Imagine the user wrote this very contrived example:
(defun find-the-cat (&rest paths)
(loop
:with result = nil
:for (path . remaining) :on paths
:for i :from 1
:do (do-file (line path)
(when (string= line "meow")
(setf result path)
(loop-finish))) ;; This should obviously go to the finally below.
:finally
(when result
(format t "Found cat after searching ~D files (did not search ~D other~:P)."
i (length remaining))
(return result))))
If do-file
expanded into a loop
form, then the (loop-finish)
would only
terminate that loop.
The same issue kind of applies with the implicit block named nil
around do
.
But this is much less surprising for a macro named do-…
, and we've documented
it in the docstring, so that's probably okay.
Repetition Allergies
Using do
here is a little annoying because the init form and the step form are
exactly the same. If you're allergic to repeating yourself you could use #n=
and #n#
reader macros to get around it:
(do ((,symbol #1=(funcall ,reader ,stream nil ',eof) #1#))
((eq ,symbol ',eof))
,@body)
I find this more confusing than helpful, but to each their own.
Result
We've got a nice little macro for easily iterating over files piece by piece.

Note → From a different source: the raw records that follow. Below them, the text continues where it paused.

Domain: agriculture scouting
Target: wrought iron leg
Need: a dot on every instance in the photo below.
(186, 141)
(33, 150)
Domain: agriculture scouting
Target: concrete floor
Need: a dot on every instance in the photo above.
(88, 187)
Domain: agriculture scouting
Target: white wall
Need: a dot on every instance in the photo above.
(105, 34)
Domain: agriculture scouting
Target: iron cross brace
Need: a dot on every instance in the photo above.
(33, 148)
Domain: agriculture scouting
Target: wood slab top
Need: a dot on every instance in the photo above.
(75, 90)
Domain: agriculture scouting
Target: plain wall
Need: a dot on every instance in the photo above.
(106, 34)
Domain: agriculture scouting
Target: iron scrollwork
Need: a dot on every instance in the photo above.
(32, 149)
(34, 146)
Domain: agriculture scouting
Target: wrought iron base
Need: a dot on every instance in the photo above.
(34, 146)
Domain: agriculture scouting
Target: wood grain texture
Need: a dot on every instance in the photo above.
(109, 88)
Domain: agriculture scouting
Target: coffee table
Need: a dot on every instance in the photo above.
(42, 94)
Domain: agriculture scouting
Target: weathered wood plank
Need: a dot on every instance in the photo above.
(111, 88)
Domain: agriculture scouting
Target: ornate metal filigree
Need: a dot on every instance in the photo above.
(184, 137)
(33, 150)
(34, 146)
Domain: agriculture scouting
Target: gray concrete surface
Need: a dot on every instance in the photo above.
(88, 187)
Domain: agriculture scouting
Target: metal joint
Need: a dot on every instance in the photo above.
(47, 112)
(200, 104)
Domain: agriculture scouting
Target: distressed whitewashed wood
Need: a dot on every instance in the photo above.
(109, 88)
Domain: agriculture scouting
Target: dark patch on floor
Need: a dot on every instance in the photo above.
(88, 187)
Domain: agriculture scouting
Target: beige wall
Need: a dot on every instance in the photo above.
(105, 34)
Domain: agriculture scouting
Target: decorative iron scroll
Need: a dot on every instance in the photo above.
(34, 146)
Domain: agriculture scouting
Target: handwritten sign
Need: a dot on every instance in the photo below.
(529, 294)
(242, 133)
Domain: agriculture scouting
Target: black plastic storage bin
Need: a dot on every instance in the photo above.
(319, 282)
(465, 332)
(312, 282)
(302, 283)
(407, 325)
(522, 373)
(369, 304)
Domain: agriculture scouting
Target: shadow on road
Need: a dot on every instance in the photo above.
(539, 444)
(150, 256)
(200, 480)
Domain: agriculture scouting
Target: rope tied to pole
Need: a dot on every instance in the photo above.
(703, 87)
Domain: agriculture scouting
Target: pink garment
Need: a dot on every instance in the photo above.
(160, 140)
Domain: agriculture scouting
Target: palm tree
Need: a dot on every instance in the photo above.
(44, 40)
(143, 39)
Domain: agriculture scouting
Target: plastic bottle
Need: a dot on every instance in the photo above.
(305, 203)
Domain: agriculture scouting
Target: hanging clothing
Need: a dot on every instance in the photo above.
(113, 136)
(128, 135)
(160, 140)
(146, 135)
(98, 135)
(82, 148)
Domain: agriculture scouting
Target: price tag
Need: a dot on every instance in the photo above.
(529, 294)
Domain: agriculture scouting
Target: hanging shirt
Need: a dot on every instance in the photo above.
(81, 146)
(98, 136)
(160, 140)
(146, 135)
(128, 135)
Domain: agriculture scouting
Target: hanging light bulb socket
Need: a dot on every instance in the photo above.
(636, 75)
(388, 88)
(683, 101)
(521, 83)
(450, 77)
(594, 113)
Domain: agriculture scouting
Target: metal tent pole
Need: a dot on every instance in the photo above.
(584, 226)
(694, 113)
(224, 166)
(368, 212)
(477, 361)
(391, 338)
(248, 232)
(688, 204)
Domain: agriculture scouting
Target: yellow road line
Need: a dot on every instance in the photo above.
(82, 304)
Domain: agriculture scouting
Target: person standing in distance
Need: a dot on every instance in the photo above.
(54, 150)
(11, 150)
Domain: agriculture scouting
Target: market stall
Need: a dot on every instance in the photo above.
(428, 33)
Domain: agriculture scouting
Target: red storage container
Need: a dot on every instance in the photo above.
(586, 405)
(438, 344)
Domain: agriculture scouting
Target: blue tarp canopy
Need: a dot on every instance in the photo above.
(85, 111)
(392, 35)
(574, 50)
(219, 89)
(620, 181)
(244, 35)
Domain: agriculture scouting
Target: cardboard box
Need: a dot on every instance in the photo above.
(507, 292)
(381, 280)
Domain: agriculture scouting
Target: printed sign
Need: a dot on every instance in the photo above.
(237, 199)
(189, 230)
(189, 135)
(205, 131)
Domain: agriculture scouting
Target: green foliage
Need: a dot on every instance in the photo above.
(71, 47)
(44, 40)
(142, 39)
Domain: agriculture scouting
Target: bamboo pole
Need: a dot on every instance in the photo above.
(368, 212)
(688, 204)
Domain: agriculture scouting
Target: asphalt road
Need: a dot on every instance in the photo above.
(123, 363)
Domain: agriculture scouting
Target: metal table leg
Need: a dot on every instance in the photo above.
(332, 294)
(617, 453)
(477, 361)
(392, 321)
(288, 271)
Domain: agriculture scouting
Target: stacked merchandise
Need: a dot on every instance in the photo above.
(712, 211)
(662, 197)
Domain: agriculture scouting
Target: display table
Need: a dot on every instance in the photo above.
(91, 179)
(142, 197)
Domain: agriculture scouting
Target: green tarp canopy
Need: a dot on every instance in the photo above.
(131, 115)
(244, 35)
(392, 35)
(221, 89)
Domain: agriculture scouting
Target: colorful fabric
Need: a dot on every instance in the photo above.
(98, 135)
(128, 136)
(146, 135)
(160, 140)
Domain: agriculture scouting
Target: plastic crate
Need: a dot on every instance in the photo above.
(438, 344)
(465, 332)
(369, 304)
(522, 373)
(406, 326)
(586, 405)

It can take any reader function that conforms to the usual (read-foo stream
eof-error-p eof-value)
interface, which means we can write our own reader
functions that will compose nicely with the macro.
We'll end with an exercise for the reader: figure out how to support declarations correctly. For example:
(do-file (n "numbers.txt" :reader #'read-fixnum)
(declare (type fixnum n))
(when (primep n)
(collect (* n n))))
Hint: you'll need to deal with the sentinel value a bit differently so it doesn't contaminate the type of the bound variable.